South Korea readies new bid to reach space
South Korea held a final dress rehearsal Wednesday for its third attempt to send a satellite into orbit and join an elite space club that includes Asian powers China, Japan and India.
After two previous failures in 2009 and 2010, the 140-tonne Korea Space Launch Vehicle (KSLV-I) is scheduled to blast off some time after 4:00pm (0700 GMT) Thursday from the Naro Space Center on the south coast.
Success will mean a huge boost for South Korea, a late entrant into the high-cost world of space technology and exploration desperate to get its commercial launch programme up and running.
Wednesday’s preparations included launch simulations of both the rocket’s Russian-built first stage and the South Korean-built second stage.
The launch had initially been scheduled for October 26, but it was cancelled at the last minute after engineers detected a broken rubber seal in a connector between the launch pad and the first stage.
A long delay ensued as the faulty seal was sent to the Russian manufacturer to be replaced.
“What matters is whether we succeed, not how fast we can launch the rocket,” said Science Minister Lee Ju-ho.
Seoul’s space ambitions were restricted for many years by its main military ally the United States, which feared that a robust missile or rocket programme would accelerate a regional arms race, especially with North Korea.

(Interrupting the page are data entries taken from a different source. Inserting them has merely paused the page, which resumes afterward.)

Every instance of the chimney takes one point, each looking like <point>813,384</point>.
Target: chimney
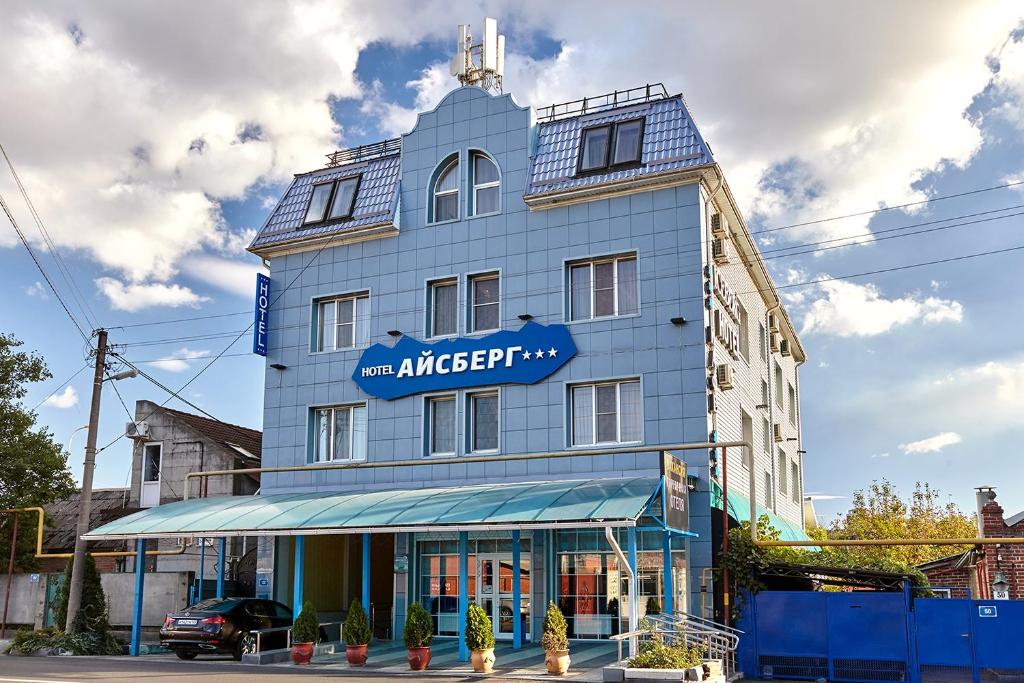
<point>982,496</point>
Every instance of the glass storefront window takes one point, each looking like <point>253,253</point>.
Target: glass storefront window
<point>491,583</point>
<point>594,591</point>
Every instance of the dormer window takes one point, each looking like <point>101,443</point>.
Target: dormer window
<point>446,194</point>
<point>610,145</point>
<point>338,195</point>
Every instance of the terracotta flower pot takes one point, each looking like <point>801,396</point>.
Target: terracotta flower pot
<point>356,654</point>
<point>302,653</point>
<point>419,657</point>
<point>482,660</point>
<point>557,662</point>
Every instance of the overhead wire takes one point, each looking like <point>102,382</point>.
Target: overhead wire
<point>858,239</point>
<point>62,268</point>
<point>42,270</point>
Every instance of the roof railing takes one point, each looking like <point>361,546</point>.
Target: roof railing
<point>364,152</point>
<point>637,95</point>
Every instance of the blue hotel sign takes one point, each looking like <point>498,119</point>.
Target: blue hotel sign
<point>522,356</point>
<point>259,323</point>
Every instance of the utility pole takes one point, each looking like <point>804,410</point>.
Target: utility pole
<point>85,502</point>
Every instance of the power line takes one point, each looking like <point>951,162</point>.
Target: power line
<point>846,242</point>
<point>39,265</point>
<point>890,208</point>
<point>62,268</point>
<point>62,385</point>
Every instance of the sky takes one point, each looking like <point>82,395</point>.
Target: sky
<point>154,138</point>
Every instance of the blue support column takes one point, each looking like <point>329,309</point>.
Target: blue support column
<point>516,594</point>
<point>631,541</point>
<point>202,569</point>
<point>366,572</point>
<point>463,593</point>
<point>298,574</point>
<point>221,562</point>
<point>668,585</point>
<point>136,614</point>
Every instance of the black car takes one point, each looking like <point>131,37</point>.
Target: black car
<point>224,626</point>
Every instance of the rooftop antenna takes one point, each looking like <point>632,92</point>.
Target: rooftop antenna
<point>482,63</point>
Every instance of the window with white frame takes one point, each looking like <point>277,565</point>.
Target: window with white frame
<point>482,410</point>
<point>340,433</point>
<point>484,307</point>
<point>442,308</point>
<point>441,425</point>
<point>744,335</point>
<point>603,288</point>
<point>778,385</point>
<point>486,186</point>
<point>343,322</point>
<point>606,413</point>
<point>783,464</point>
<point>795,476</point>
<point>749,437</point>
<point>445,194</point>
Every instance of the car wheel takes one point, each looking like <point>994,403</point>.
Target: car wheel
<point>245,645</point>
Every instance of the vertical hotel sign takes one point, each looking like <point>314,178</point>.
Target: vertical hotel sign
<point>259,323</point>
<point>675,493</point>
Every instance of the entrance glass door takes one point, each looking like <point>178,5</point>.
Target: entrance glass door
<point>495,593</point>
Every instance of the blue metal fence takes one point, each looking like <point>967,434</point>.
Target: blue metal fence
<point>868,637</point>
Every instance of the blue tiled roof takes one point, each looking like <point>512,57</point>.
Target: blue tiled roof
<point>671,141</point>
<point>376,202</point>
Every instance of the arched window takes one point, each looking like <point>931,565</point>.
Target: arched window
<point>486,185</point>
<point>446,194</point>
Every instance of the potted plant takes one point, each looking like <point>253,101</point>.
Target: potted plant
<point>556,645</point>
<point>418,633</point>
<point>357,635</point>
<point>480,639</point>
<point>304,633</point>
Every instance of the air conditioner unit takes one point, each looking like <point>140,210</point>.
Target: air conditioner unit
<point>719,225</point>
<point>723,376</point>
<point>137,430</point>
<point>720,251</point>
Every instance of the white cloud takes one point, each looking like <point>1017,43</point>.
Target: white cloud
<point>838,129</point>
<point>37,290</point>
<point>235,276</point>
<point>133,297</point>
<point>64,399</point>
<point>849,309</point>
<point>178,361</point>
<point>932,443</point>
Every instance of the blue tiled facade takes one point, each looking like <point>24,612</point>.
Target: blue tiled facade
<point>664,225</point>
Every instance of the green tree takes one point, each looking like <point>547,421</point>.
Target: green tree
<point>33,467</point>
<point>92,614</point>
<point>880,512</point>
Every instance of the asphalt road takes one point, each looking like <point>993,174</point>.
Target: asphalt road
<point>167,669</point>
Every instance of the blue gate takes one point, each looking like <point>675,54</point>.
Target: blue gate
<point>869,637</point>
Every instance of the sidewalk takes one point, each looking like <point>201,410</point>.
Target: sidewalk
<point>388,658</point>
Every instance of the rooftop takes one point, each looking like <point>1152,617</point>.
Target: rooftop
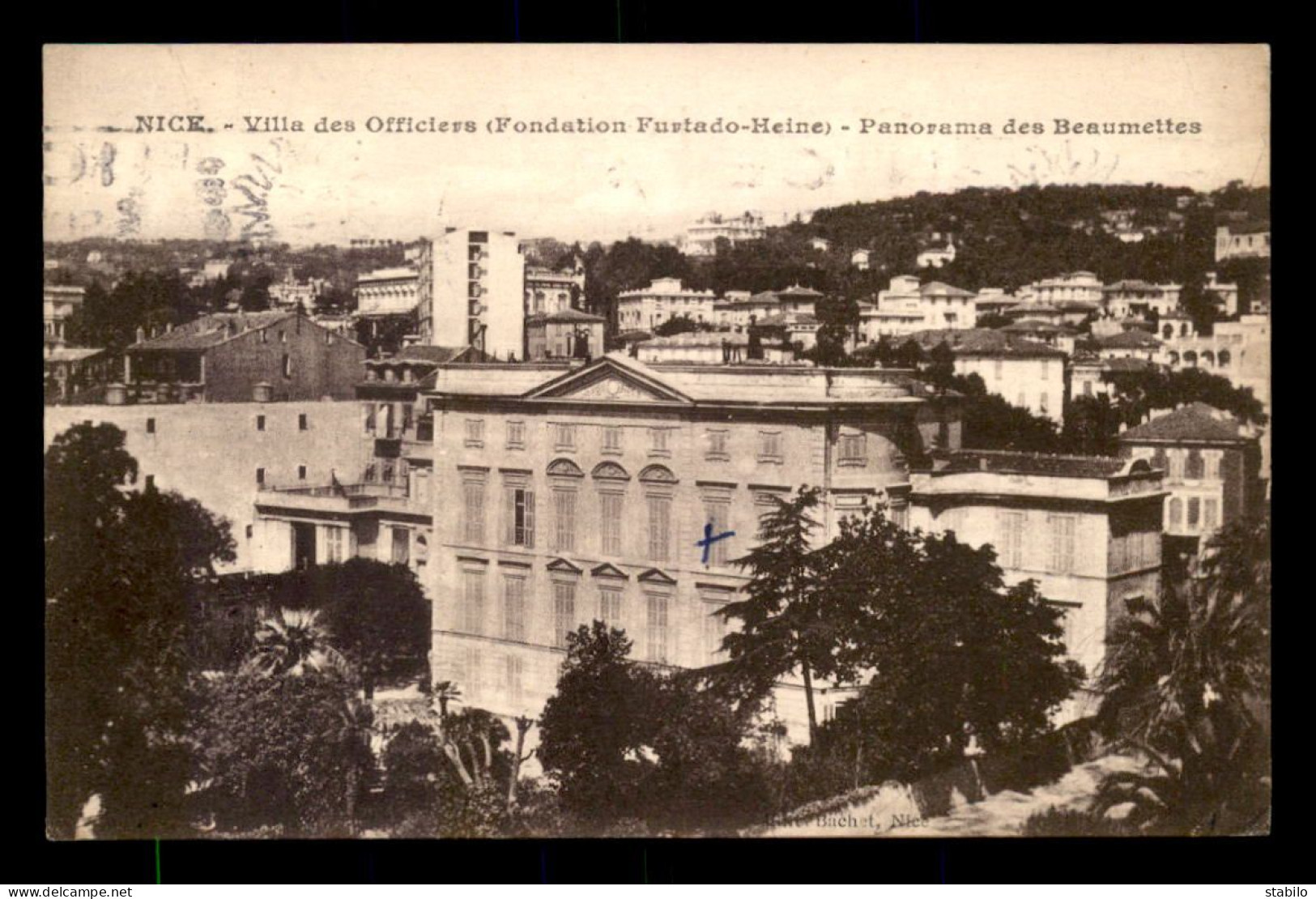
<point>1037,463</point>
<point>212,330</point>
<point>1128,340</point>
<point>1195,421</point>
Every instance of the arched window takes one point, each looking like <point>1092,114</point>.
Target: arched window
<point>658,474</point>
<point>1175,513</point>
<point>564,469</point>
<point>610,471</point>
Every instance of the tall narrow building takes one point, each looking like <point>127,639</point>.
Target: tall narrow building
<point>471,291</point>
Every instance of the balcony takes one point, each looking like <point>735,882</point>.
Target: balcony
<point>343,499</point>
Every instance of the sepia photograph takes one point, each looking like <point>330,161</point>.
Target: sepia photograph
<point>543,441</point>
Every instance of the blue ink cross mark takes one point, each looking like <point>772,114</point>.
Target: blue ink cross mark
<point>709,539</point>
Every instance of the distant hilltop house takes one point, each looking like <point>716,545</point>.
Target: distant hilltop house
<point>665,299</point>
<point>59,301</point>
<point>703,235</point>
<point>936,250</point>
<point>907,307</point>
<point>238,357</point>
<point>1242,241</point>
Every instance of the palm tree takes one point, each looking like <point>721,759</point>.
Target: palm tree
<point>1187,684</point>
<point>291,642</point>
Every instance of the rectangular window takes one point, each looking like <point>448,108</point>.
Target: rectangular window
<point>475,432</point>
<point>1012,540</point>
<point>516,435</point>
<point>610,523</point>
<point>564,612</point>
<point>520,518</point>
<point>659,528</point>
<point>657,631</point>
<point>852,450</point>
<point>564,437</point>
<point>658,441</point>
<point>718,445</point>
<point>564,520</point>
<point>473,604</point>
<point>1195,467</point>
<point>334,544</point>
<point>512,680</point>
<point>715,628</point>
<point>474,673</point>
<point>402,547</point>
<point>716,516</point>
<point>610,607</point>
<point>1063,543</point>
<point>473,513</point>
<point>513,607</point>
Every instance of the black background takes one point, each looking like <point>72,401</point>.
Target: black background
<point>29,860</point>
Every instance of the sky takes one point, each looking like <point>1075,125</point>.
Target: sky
<point>105,179</point>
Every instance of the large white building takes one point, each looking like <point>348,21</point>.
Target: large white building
<point>1086,528</point>
<point>703,235</point>
<point>665,299</point>
<point>471,291</point>
<point>907,307</point>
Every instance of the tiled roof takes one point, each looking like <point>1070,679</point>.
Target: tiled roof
<point>1035,463</point>
<point>940,288</point>
<point>566,315</point>
<point>1191,423</point>
<point>211,330</point>
<point>1128,340</point>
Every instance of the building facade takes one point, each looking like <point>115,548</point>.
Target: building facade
<point>471,290</point>
<point>665,299</point>
<point>1212,465</point>
<point>582,492</point>
<point>225,454</point>
<point>228,357</point>
<point>1086,528</point>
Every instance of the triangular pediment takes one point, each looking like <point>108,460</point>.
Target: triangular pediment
<point>654,576</point>
<point>610,381</point>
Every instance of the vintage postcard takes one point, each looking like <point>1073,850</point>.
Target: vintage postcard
<point>694,440</point>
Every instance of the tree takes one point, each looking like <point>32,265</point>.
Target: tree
<point>625,744</point>
<point>783,628</point>
<point>122,570</point>
<point>957,656</point>
<point>595,726</point>
<point>1187,684</point>
<point>287,752</point>
<point>1091,427</point>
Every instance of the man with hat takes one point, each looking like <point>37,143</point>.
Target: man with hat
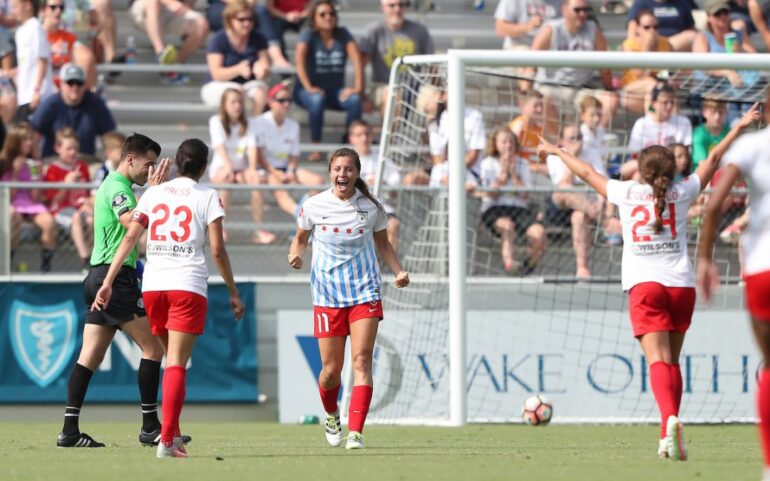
<point>73,106</point>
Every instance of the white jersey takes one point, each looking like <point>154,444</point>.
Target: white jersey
<point>490,171</point>
<point>344,271</point>
<point>176,215</point>
<point>236,145</point>
<point>650,257</point>
<point>278,143</point>
<point>750,154</point>
<point>647,132</point>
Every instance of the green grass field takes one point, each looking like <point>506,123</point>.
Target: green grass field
<point>266,451</point>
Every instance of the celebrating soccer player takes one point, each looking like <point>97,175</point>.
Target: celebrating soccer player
<point>656,270</point>
<point>747,159</point>
<point>347,222</point>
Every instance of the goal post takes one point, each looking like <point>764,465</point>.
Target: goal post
<point>403,126</point>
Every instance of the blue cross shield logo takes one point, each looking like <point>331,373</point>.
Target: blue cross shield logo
<point>43,338</point>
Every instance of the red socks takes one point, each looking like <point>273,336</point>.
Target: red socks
<point>360,400</point>
<point>173,399</point>
<point>763,407</point>
<point>664,389</point>
<point>329,398</point>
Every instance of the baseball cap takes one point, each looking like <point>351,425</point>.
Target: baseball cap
<point>72,72</point>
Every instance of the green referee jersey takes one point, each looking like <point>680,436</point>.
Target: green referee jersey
<point>113,199</point>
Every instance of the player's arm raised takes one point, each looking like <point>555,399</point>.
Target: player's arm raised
<point>708,167</point>
<point>577,166</point>
<point>298,247</point>
<point>222,261</point>
<point>388,255</point>
<point>133,233</point>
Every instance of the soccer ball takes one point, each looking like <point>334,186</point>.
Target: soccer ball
<point>537,411</point>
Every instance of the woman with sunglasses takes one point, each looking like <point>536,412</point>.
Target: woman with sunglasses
<point>635,83</point>
<point>237,57</point>
<point>321,55</point>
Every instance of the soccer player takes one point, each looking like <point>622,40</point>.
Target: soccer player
<point>656,270</point>
<point>747,159</point>
<point>113,206</point>
<point>347,222</point>
<point>178,213</point>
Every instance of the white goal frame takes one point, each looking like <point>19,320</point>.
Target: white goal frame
<point>456,63</point>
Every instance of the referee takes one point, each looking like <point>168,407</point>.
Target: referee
<point>113,208</point>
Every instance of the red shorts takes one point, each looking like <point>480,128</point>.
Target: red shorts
<point>336,321</point>
<point>181,311</point>
<point>655,307</point>
<point>758,295</point>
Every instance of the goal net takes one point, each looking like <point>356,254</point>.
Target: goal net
<point>483,326</point>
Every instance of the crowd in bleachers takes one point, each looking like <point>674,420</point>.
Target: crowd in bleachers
<point>53,102</point>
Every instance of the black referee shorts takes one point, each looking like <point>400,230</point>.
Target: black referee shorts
<point>125,303</point>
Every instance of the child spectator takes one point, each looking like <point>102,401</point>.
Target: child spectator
<point>709,134</point>
<point>360,137</point>
<point>26,203</point>
<point>528,126</point>
<point>509,214</point>
<point>69,206</point>
<point>34,77</point>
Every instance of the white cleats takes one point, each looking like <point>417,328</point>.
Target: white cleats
<point>355,441</point>
<point>677,451</point>
<point>333,429</point>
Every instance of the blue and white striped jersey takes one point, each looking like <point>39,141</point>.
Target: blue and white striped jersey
<point>344,270</point>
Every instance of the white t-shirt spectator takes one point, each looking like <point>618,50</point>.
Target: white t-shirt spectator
<point>490,171</point>
<point>521,11</point>
<point>650,257</point>
<point>647,132</point>
<point>278,143</point>
<point>236,145</point>
<point>749,154</point>
<point>31,45</point>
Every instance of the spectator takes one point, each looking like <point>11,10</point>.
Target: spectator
<point>637,83</point>
<point>385,41</point>
<point>282,15</point>
<point>713,40</point>
<point>65,47</point>
<point>33,59</point>
<point>26,203</point>
<point>74,106</point>
<point>518,21</point>
<point>234,142</point>
<point>708,134</point>
<point>237,56</point>
<point>585,209</point>
<point>70,208</point>
<point>508,214</point>
<point>360,136</point>
<point>279,148</point>
<point>675,21</point>
<point>175,17</point>
<point>321,54</point>
<point>575,31</point>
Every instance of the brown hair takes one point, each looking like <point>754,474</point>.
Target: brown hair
<point>12,146</point>
<point>66,133</point>
<point>233,8</point>
<point>223,112</point>
<point>492,140</point>
<point>360,184</point>
<point>657,168</point>
<point>311,17</point>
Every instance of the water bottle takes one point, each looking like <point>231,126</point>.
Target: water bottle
<point>130,49</point>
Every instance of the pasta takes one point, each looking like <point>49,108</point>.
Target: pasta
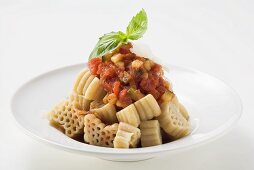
<point>97,133</point>
<point>65,117</point>
<point>150,133</point>
<point>172,121</point>
<point>147,108</point>
<point>129,115</point>
<point>121,101</point>
<point>106,113</point>
<point>127,136</point>
<point>79,101</point>
<point>183,111</point>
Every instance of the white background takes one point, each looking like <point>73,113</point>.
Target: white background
<point>213,36</point>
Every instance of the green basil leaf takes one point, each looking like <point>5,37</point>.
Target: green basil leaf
<point>137,26</point>
<point>108,42</point>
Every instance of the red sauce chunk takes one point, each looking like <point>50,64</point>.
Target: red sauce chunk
<point>124,72</point>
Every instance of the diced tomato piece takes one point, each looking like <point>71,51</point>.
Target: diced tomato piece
<point>116,88</point>
<point>93,65</point>
<point>124,97</point>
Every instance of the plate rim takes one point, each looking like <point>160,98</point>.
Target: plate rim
<point>211,136</point>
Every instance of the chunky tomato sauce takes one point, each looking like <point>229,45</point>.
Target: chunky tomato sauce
<point>118,74</point>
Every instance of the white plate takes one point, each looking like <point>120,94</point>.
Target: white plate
<point>214,108</point>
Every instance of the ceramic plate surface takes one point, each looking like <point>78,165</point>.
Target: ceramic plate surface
<point>213,106</point>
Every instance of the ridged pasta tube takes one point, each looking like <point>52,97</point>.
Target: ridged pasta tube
<point>183,111</point>
<point>147,108</point>
<point>129,115</point>
<point>135,138</point>
<point>65,117</point>
<point>127,136</point>
<point>172,121</point>
<point>122,139</point>
<point>79,101</point>
<point>84,74</point>
<point>106,113</point>
<point>94,90</point>
<point>97,133</point>
<point>150,133</point>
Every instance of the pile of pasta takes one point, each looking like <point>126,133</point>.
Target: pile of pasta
<point>143,123</point>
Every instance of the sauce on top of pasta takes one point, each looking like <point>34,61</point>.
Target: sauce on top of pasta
<point>127,77</point>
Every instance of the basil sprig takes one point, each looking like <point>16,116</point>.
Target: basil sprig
<point>110,41</point>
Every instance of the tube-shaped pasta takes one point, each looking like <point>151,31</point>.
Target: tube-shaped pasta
<point>106,113</point>
<point>67,118</point>
<point>127,136</point>
<point>79,101</point>
<point>84,73</point>
<point>97,133</point>
<point>147,108</point>
<point>129,115</point>
<point>94,90</point>
<point>135,138</point>
<point>150,133</point>
<point>183,111</point>
<point>172,121</point>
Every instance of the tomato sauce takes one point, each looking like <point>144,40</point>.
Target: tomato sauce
<point>118,80</point>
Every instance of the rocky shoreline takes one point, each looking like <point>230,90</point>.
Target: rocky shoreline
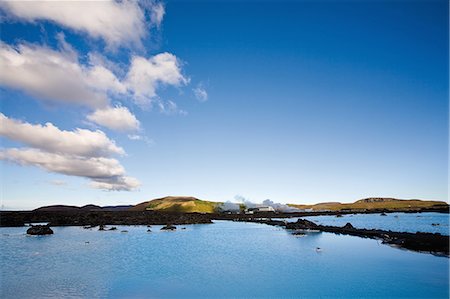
<point>96,218</point>
<point>423,242</point>
<point>435,244</point>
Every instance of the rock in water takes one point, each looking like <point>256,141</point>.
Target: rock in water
<point>348,226</point>
<point>40,230</point>
<point>168,227</point>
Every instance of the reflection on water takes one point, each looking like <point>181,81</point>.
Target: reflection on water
<point>220,260</point>
<point>401,222</point>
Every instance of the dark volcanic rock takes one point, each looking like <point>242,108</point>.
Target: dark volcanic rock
<point>40,230</point>
<point>302,224</point>
<point>168,227</point>
<point>348,226</point>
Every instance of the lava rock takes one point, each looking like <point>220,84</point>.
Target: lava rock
<point>40,230</point>
<point>169,227</point>
<point>348,226</point>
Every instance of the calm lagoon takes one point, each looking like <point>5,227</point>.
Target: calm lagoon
<point>220,260</point>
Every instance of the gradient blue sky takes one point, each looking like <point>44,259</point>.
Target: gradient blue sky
<point>307,102</point>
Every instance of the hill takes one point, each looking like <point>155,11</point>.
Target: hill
<point>375,203</point>
<point>182,204</point>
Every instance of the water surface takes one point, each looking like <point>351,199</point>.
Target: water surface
<point>220,260</point>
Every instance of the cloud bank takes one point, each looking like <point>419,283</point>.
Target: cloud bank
<point>116,22</point>
<point>81,153</point>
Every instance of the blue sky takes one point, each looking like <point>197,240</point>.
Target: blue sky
<point>297,102</point>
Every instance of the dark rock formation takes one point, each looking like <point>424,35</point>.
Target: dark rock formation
<point>423,242</point>
<point>302,224</point>
<point>168,227</point>
<point>348,226</point>
<point>40,230</point>
<point>92,219</point>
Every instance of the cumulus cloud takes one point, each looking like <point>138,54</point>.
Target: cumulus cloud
<point>145,75</point>
<point>104,172</point>
<point>118,23</point>
<point>169,108</point>
<point>157,14</point>
<point>122,183</point>
<point>47,137</point>
<point>200,93</point>
<point>91,167</point>
<point>58,183</point>
<point>116,118</point>
<point>65,79</point>
<point>81,153</point>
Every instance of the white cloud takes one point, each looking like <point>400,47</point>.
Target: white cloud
<point>91,167</point>
<point>116,22</point>
<point>170,108</point>
<point>145,75</point>
<point>56,76</point>
<point>81,153</point>
<point>115,118</point>
<point>58,183</point>
<point>200,93</point>
<point>105,173</point>
<point>123,183</point>
<point>68,81</point>
<point>135,137</point>
<point>157,14</point>
<point>79,142</point>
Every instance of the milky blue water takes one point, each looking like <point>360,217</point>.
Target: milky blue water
<point>220,260</point>
<point>401,222</point>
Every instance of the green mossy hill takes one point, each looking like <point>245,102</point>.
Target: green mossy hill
<point>376,203</point>
<point>179,204</point>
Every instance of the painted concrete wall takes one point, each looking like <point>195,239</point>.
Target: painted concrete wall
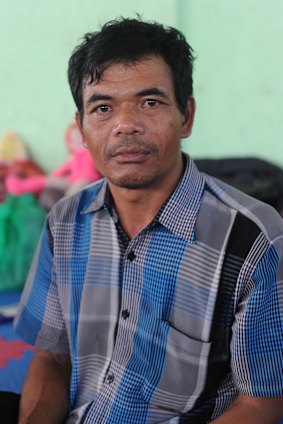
<point>238,72</point>
<point>238,77</point>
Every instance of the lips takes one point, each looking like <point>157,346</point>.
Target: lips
<point>131,155</point>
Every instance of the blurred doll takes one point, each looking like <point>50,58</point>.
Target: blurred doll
<point>15,160</point>
<point>72,175</point>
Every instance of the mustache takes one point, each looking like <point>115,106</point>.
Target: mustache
<point>146,147</point>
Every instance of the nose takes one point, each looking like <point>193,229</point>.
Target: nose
<point>128,121</point>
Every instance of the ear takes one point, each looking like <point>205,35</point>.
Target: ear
<point>188,118</point>
<point>80,127</point>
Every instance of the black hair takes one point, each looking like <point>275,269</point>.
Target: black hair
<point>125,40</point>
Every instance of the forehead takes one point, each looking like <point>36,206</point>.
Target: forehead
<point>121,78</point>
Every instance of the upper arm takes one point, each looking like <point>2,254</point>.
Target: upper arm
<point>257,341</point>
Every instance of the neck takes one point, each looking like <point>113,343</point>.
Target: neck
<point>136,208</point>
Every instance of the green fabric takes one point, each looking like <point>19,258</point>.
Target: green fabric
<point>21,221</point>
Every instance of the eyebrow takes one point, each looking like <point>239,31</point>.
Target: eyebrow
<point>96,97</point>
<point>152,91</point>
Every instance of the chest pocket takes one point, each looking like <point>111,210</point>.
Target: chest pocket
<point>183,376</point>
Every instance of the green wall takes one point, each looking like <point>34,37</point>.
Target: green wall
<point>238,77</point>
<point>238,72</point>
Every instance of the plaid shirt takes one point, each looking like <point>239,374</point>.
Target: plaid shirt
<point>172,326</point>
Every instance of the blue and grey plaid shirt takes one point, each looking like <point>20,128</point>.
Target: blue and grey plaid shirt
<point>172,326</point>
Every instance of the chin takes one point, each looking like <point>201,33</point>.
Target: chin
<point>133,182</point>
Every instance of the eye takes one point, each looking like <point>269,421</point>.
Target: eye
<point>102,109</point>
<point>150,103</point>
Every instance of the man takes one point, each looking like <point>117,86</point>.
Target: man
<point>156,294</point>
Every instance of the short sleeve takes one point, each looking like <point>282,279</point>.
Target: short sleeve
<point>39,320</point>
<point>257,340</point>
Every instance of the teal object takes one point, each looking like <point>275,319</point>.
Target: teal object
<point>21,221</point>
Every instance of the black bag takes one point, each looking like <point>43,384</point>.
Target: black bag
<point>253,176</point>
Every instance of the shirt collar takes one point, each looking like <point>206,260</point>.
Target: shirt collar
<point>180,212</point>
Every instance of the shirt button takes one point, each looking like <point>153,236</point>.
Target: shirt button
<point>125,314</point>
<point>110,378</point>
<point>131,256</point>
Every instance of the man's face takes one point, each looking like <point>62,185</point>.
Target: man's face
<point>132,124</point>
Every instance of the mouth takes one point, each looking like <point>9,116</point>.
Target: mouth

South Korea’s space budget for 2012 is around $200 million, according to the Science Ministry — a paltry sum compared to the billions being pumped in by governments in Beijing, Tokyo and New Delhi.
Whatever the outcome of Thursday’s launch, South Korea insists it remains committed to developing a totally indigenous three-stage, liquid-fuelled rocket capable of carrying a 1.5-tonne payload into orbit by 2021.
In 2009, the rocket achieved orbit but faulty release mechanisms on the second stage prevented proper deployment of the satellite.
The second effort in 2010 saw the rocket explode two minutes into its flight, with both Russia and South Korea pointing the finger of blame at each other.
The KSLV-I will carry a small, 100 kilogram (220-pound) Science and Technology Satellite-2C (STSAT-2C) developed by the Korea Advanced Institute of Science and Technology.
The satellite, which has a one-year operational lifespan, will mainly collect data on space radiation.